Whether intelligent heating systems or remote-controlled roller shutters, the Internet of Things (IoT) is becoming ever more important in private building automation. In the field of domestic air conditioning and ventilation technology, heat pumps are frequently integrated into the IoT, which means they are connected to an online cloud. They can receive different kinds of data, ie weather data, in order to heat preventively and save energy, but also "track" user habits.
Which implications does this have for households where such products are installed? How can privacy and data security be maintained and what impact do new IoT applications and business models of manufacturers have on residential users?
To address the specific opportunities and challenges for heat pumps in the Internet of Things from different perspectives, an international research cooperation was started within the Heat Pump Centre (HPC) of the International Energy Agency.
At the ITA, the challenges of these systems are examined from a data protection perspective. The focus here is on data protection by design, data protection-friendly defaults and secure data processing within IoT heat pump systems.
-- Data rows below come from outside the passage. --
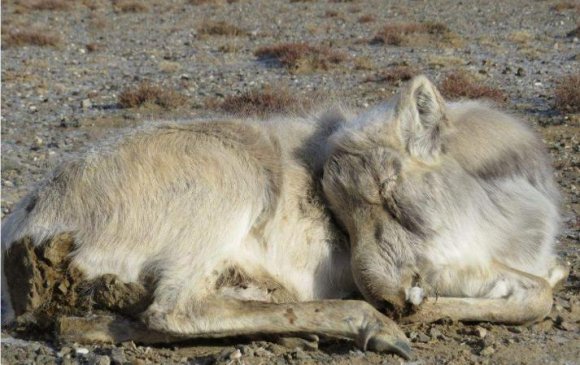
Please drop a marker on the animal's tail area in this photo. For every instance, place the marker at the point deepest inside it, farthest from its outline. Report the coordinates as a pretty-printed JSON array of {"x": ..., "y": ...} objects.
[{"x": 34, "y": 238}]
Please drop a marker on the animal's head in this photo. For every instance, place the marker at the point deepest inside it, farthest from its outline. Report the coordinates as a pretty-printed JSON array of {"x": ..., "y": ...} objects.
[{"x": 371, "y": 182}]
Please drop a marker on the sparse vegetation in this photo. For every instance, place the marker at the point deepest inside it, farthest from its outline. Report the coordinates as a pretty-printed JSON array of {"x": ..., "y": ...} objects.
[
  {"x": 220, "y": 28},
  {"x": 52, "y": 5},
  {"x": 574, "y": 32},
  {"x": 149, "y": 94},
  {"x": 407, "y": 34},
  {"x": 33, "y": 37},
  {"x": 129, "y": 6},
  {"x": 566, "y": 5},
  {"x": 93, "y": 47},
  {"x": 213, "y": 2},
  {"x": 458, "y": 85},
  {"x": 301, "y": 57},
  {"x": 363, "y": 63},
  {"x": 261, "y": 102},
  {"x": 395, "y": 74},
  {"x": 366, "y": 19},
  {"x": 568, "y": 94},
  {"x": 521, "y": 37}
]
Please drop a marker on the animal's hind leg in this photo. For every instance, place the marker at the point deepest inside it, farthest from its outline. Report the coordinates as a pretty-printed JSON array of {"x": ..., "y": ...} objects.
[
  {"x": 558, "y": 274},
  {"x": 515, "y": 298}
]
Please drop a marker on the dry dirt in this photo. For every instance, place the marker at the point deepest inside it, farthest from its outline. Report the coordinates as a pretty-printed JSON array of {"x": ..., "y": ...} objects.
[{"x": 65, "y": 64}]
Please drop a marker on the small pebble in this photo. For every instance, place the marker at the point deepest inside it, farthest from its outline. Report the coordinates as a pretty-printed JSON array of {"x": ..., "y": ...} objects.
[
  {"x": 487, "y": 351},
  {"x": 480, "y": 332},
  {"x": 81, "y": 351},
  {"x": 235, "y": 355}
]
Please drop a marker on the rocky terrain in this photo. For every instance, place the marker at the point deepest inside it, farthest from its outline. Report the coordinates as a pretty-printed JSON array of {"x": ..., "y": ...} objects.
[{"x": 76, "y": 72}]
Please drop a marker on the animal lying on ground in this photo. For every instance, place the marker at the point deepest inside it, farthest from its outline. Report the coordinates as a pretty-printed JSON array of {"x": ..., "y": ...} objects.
[{"x": 236, "y": 227}]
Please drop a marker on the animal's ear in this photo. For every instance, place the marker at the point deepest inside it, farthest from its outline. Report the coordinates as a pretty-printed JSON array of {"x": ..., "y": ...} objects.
[{"x": 420, "y": 114}]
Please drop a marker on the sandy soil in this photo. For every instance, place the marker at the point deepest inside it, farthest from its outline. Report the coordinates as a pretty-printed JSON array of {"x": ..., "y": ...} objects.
[{"x": 57, "y": 100}]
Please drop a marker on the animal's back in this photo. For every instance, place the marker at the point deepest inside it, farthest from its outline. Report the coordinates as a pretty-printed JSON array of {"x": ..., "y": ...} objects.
[
  {"x": 117, "y": 202},
  {"x": 493, "y": 145}
]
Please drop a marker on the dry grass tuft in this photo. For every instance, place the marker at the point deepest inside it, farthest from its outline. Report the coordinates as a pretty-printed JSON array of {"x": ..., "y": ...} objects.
[
  {"x": 211, "y": 2},
  {"x": 51, "y": 5},
  {"x": 408, "y": 34},
  {"x": 262, "y": 102},
  {"x": 301, "y": 57},
  {"x": 566, "y": 5},
  {"x": 366, "y": 19},
  {"x": 574, "y": 32},
  {"x": 568, "y": 94},
  {"x": 129, "y": 6},
  {"x": 458, "y": 85},
  {"x": 33, "y": 37},
  {"x": 220, "y": 28},
  {"x": 149, "y": 94},
  {"x": 396, "y": 74}
]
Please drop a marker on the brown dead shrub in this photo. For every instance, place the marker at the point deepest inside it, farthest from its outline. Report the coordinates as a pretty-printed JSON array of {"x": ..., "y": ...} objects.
[
  {"x": 51, "y": 5},
  {"x": 574, "y": 32},
  {"x": 458, "y": 85},
  {"x": 93, "y": 47},
  {"x": 33, "y": 37},
  {"x": 407, "y": 34},
  {"x": 220, "y": 28},
  {"x": 568, "y": 94},
  {"x": 262, "y": 102},
  {"x": 212, "y": 2},
  {"x": 129, "y": 6},
  {"x": 366, "y": 19},
  {"x": 301, "y": 57},
  {"x": 566, "y": 5},
  {"x": 149, "y": 94},
  {"x": 396, "y": 74}
]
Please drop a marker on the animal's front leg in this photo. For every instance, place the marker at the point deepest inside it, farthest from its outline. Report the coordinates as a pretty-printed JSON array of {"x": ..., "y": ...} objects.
[
  {"x": 385, "y": 275},
  {"x": 219, "y": 317}
]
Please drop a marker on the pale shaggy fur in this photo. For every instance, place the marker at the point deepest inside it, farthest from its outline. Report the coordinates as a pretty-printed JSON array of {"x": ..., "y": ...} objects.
[{"x": 454, "y": 200}]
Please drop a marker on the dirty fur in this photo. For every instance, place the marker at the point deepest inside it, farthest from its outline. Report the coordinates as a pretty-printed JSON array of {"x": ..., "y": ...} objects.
[{"x": 240, "y": 227}]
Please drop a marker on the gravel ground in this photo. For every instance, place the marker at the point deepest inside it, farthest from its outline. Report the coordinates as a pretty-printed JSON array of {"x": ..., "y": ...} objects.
[{"x": 59, "y": 100}]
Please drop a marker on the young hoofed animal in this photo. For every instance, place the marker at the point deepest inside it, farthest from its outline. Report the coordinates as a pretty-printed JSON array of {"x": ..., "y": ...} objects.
[{"x": 449, "y": 210}]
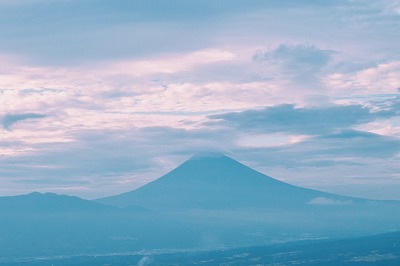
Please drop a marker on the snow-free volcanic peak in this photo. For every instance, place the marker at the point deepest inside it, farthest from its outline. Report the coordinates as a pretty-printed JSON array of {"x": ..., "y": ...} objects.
[{"x": 215, "y": 181}]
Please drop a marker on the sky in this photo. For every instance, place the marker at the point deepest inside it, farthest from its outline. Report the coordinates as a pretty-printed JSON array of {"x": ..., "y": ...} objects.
[{"x": 100, "y": 97}]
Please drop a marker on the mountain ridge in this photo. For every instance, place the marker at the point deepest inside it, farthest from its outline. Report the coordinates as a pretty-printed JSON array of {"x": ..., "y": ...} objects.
[{"x": 218, "y": 182}]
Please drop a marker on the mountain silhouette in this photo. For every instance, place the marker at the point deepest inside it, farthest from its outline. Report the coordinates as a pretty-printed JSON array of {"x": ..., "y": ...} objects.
[
  {"x": 215, "y": 181},
  {"x": 47, "y": 202},
  {"x": 208, "y": 202}
]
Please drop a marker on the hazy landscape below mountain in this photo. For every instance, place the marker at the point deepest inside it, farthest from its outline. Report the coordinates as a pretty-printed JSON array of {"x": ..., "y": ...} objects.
[{"x": 209, "y": 202}]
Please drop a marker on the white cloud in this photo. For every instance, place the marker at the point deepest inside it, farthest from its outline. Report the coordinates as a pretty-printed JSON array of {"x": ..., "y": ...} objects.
[{"x": 384, "y": 78}]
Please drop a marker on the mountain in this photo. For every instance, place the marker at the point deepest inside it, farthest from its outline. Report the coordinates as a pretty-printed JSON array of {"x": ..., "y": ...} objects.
[
  {"x": 219, "y": 182},
  {"x": 208, "y": 202}
]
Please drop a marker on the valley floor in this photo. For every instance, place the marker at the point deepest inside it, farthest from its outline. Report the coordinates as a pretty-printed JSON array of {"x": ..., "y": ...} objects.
[{"x": 373, "y": 250}]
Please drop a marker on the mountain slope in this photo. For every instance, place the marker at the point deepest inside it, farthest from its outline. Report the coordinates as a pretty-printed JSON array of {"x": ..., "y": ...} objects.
[
  {"x": 219, "y": 182},
  {"x": 36, "y": 202}
]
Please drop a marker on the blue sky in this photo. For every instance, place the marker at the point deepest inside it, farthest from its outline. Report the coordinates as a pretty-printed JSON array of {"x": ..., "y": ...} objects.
[{"x": 100, "y": 97}]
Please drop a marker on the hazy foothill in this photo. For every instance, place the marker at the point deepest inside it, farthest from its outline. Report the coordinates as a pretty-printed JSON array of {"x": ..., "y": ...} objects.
[{"x": 210, "y": 202}]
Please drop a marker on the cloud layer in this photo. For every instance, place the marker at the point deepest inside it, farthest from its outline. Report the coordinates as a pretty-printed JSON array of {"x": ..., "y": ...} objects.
[{"x": 128, "y": 90}]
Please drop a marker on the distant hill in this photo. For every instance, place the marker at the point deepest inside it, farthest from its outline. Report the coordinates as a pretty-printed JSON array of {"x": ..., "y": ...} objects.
[
  {"x": 219, "y": 182},
  {"x": 209, "y": 202},
  {"x": 47, "y": 202}
]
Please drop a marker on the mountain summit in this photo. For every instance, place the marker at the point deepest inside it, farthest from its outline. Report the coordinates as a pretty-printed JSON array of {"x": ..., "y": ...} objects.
[{"x": 215, "y": 181}]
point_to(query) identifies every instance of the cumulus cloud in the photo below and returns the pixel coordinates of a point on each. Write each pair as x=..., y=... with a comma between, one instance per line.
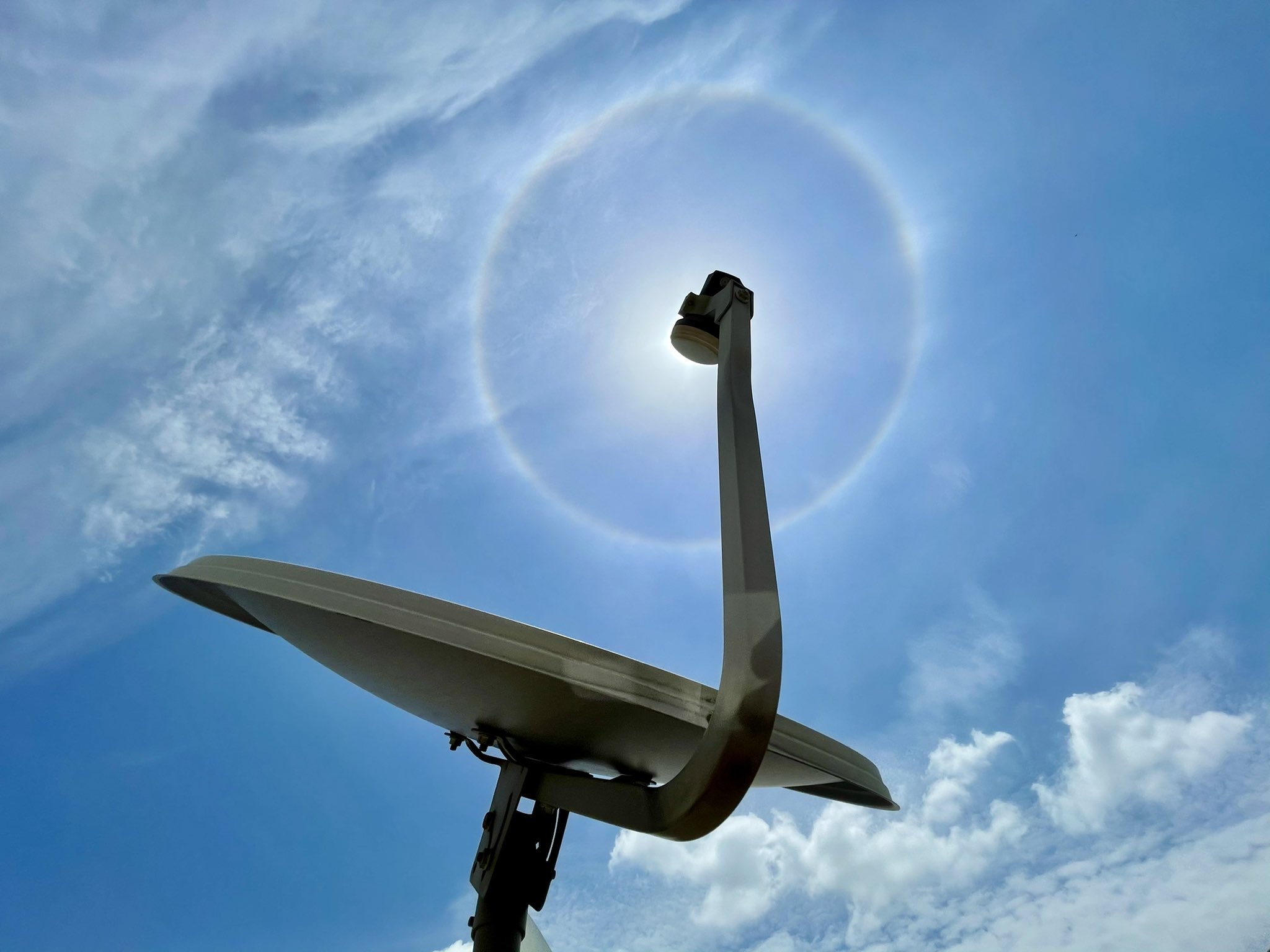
x=870, y=860
x=1118, y=752
x=961, y=871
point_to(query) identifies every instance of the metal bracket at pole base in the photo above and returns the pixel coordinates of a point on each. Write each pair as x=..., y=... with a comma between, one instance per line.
x=515, y=862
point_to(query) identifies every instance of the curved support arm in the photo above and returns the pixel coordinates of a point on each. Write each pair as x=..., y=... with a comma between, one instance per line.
x=714, y=780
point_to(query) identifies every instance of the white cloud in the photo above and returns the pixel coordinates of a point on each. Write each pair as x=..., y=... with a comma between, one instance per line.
x=200, y=275
x=1208, y=891
x=869, y=858
x=959, y=871
x=1118, y=752
x=957, y=664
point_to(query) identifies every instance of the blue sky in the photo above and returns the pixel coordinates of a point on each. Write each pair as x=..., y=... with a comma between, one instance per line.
x=385, y=289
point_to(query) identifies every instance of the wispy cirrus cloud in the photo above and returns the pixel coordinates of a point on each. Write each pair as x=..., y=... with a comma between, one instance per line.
x=202, y=266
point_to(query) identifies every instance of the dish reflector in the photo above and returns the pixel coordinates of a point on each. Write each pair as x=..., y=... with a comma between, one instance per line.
x=550, y=697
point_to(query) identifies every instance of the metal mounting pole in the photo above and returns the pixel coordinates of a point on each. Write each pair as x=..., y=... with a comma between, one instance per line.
x=515, y=862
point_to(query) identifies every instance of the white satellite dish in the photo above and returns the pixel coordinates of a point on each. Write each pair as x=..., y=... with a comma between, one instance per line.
x=579, y=729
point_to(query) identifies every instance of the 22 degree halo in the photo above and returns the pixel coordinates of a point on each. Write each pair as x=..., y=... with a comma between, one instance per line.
x=591, y=258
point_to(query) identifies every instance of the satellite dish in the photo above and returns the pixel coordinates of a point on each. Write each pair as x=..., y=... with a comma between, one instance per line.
x=548, y=699
x=577, y=729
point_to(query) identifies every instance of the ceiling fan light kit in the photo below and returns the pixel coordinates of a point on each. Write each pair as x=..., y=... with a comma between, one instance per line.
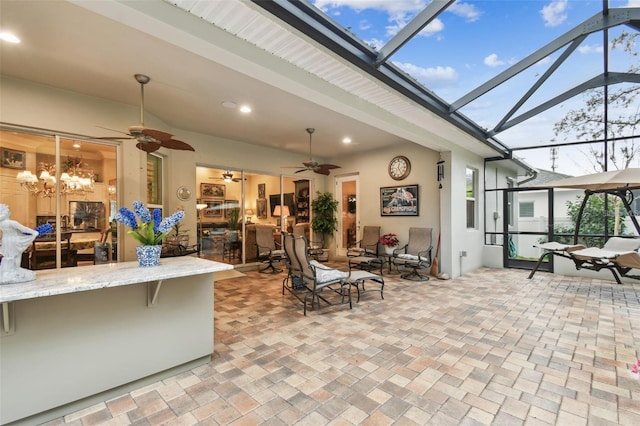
x=150, y=140
x=314, y=166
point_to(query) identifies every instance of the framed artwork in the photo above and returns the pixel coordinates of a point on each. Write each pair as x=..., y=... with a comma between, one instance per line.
x=274, y=200
x=399, y=200
x=86, y=215
x=51, y=220
x=230, y=204
x=261, y=207
x=212, y=190
x=214, y=208
x=13, y=159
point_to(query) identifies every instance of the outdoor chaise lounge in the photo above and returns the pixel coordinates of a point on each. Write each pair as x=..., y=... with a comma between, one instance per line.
x=594, y=258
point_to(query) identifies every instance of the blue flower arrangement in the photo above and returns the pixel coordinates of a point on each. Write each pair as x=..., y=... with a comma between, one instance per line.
x=153, y=228
x=45, y=228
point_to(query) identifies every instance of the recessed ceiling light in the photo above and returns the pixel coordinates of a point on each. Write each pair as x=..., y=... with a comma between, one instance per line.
x=8, y=37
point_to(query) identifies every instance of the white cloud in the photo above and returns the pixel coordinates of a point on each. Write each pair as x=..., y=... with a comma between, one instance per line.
x=590, y=48
x=430, y=77
x=434, y=27
x=493, y=61
x=466, y=10
x=375, y=43
x=554, y=13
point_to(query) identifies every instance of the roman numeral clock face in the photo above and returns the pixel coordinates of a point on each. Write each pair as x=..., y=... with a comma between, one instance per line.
x=399, y=167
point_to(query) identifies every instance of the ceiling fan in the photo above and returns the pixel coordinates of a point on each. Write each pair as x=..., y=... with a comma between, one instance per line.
x=149, y=140
x=314, y=166
x=227, y=176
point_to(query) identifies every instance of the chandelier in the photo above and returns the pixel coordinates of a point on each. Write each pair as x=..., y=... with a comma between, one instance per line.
x=73, y=181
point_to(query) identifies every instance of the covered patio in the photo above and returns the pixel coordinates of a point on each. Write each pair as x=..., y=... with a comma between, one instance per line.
x=490, y=347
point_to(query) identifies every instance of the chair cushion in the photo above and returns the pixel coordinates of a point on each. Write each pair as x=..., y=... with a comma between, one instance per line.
x=622, y=244
x=325, y=274
x=407, y=256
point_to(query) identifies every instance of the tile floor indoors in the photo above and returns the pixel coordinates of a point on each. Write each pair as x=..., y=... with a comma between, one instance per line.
x=488, y=348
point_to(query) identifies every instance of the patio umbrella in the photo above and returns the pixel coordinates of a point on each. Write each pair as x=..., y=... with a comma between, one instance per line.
x=599, y=181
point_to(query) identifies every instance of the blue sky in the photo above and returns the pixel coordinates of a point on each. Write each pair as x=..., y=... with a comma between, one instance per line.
x=472, y=41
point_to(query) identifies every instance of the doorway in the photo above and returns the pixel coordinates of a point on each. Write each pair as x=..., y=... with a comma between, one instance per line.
x=349, y=218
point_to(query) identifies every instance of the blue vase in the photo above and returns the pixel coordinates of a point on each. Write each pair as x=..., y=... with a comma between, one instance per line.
x=148, y=255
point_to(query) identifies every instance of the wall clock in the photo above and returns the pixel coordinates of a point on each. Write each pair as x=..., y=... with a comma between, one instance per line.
x=399, y=167
x=183, y=193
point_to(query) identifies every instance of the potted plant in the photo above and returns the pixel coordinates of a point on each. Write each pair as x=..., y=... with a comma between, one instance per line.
x=150, y=232
x=324, y=221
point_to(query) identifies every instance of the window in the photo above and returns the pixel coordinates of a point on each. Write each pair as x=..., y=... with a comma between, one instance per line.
x=154, y=180
x=472, y=185
x=526, y=208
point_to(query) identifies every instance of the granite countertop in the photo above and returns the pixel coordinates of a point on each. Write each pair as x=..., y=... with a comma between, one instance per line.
x=53, y=282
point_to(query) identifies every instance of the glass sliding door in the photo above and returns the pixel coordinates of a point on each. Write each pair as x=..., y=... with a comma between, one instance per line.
x=60, y=181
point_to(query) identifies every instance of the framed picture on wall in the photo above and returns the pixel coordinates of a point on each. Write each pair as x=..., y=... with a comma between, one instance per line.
x=13, y=159
x=212, y=190
x=261, y=208
x=229, y=205
x=399, y=200
x=86, y=215
x=214, y=208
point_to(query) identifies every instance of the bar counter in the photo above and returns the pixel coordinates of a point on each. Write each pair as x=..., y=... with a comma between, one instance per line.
x=77, y=334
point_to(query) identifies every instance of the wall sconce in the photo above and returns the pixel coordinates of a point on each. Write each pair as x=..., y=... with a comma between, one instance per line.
x=73, y=181
x=249, y=213
x=282, y=212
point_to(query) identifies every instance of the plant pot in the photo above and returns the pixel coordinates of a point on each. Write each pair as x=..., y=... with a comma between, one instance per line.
x=148, y=255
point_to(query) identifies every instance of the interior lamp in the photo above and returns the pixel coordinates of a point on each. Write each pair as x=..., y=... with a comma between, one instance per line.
x=282, y=212
x=249, y=213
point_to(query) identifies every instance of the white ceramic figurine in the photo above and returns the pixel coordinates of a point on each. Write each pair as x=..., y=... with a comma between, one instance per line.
x=15, y=239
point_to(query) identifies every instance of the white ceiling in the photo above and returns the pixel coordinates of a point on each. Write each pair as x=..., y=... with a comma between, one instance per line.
x=68, y=46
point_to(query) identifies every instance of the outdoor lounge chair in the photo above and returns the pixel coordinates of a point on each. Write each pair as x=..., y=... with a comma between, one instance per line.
x=414, y=258
x=594, y=258
x=624, y=263
x=318, y=282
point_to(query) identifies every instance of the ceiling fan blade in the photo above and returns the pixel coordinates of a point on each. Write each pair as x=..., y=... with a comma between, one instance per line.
x=148, y=146
x=111, y=138
x=113, y=130
x=328, y=166
x=157, y=134
x=176, y=144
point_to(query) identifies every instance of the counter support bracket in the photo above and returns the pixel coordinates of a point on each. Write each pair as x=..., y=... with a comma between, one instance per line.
x=7, y=318
x=153, y=290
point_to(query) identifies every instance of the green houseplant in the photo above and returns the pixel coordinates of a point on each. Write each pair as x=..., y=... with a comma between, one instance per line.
x=324, y=209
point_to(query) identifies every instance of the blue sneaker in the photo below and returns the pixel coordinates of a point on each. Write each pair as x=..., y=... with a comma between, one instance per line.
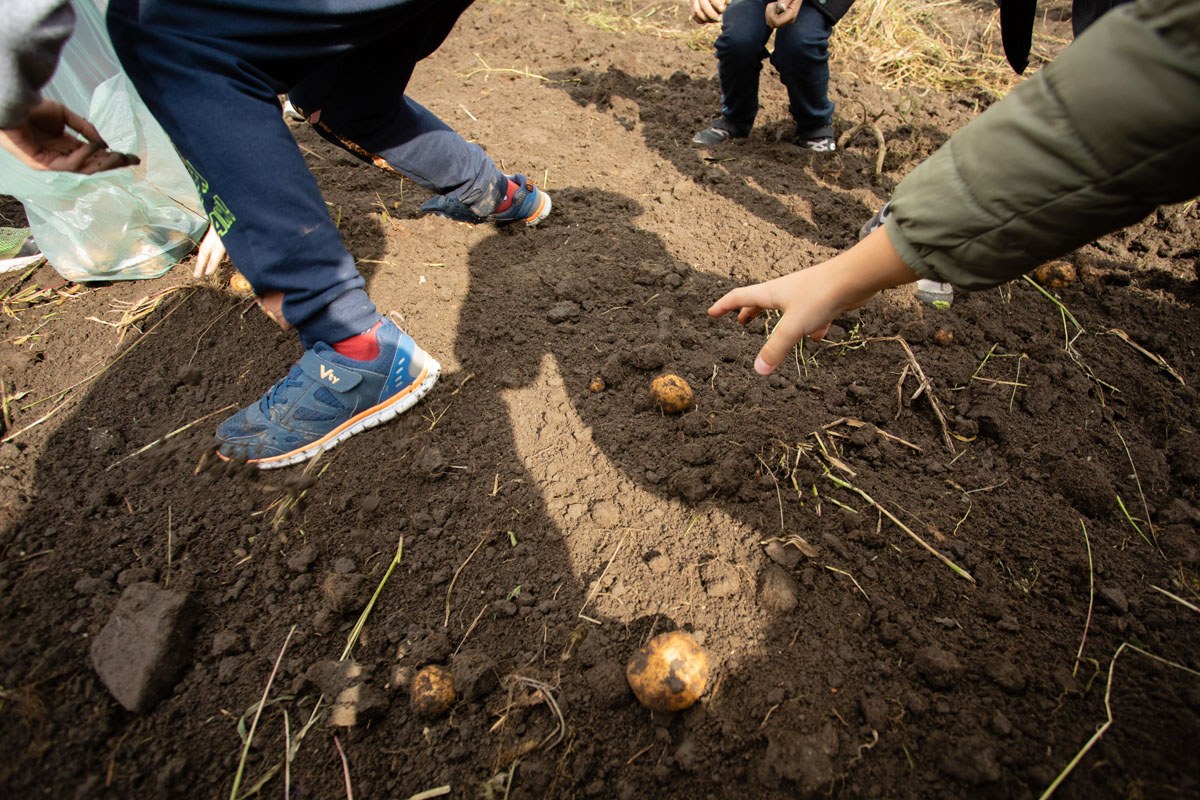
x=327, y=398
x=531, y=205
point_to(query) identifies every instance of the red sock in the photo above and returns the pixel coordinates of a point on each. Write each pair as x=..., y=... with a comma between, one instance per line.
x=363, y=347
x=507, y=203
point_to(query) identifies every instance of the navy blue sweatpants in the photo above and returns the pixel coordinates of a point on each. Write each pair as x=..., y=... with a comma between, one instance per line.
x=801, y=55
x=211, y=73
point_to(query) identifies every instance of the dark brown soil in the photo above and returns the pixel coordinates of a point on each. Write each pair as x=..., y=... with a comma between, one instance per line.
x=550, y=529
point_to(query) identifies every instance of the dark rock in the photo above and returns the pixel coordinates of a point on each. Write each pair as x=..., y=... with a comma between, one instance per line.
x=144, y=647
x=778, y=590
x=474, y=674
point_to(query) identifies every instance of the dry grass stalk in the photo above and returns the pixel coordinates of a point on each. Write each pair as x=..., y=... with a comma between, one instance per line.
x=1153, y=356
x=1176, y=599
x=941, y=557
x=925, y=385
x=445, y=623
x=131, y=313
x=258, y=713
x=909, y=47
x=346, y=769
x=1091, y=597
x=618, y=17
x=1108, y=710
x=366, y=612
x=595, y=587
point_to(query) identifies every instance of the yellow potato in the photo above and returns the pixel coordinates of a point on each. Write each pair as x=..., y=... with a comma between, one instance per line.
x=239, y=284
x=1055, y=275
x=432, y=691
x=671, y=392
x=669, y=674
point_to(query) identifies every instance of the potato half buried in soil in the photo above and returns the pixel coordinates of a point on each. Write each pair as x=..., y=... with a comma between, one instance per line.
x=671, y=392
x=1055, y=275
x=669, y=674
x=432, y=691
x=239, y=284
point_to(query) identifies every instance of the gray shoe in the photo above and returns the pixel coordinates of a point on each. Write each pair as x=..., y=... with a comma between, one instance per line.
x=714, y=134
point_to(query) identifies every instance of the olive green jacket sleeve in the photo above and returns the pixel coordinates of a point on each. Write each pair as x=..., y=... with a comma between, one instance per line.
x=1093, y=142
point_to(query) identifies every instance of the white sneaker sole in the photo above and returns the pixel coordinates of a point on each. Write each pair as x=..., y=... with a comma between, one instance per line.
x=371, y=417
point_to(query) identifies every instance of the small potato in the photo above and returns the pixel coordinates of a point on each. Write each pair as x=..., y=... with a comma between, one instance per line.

For example, what happens to a household's data when its occupants change?
Networked heat pumps will also lead to new applications and business models. The ITA will also look at opportunities and threats of these developments from the perspective of various stakeholders. For example, pilot projects are already underway in which households equipped with centrally coordinated IoT heat pumps are reducing the load on the electricity grid. In these pilot projects, the air in the room is used as a thermal buffer, thereby helping to balance the load better throughout the day.
In Austria, the FH Burgenland, the Austrian Institute of Technology (AIT) and the Technical University Vienna are project partners of the national team, the ITA is part of the project on behalf of the AIT.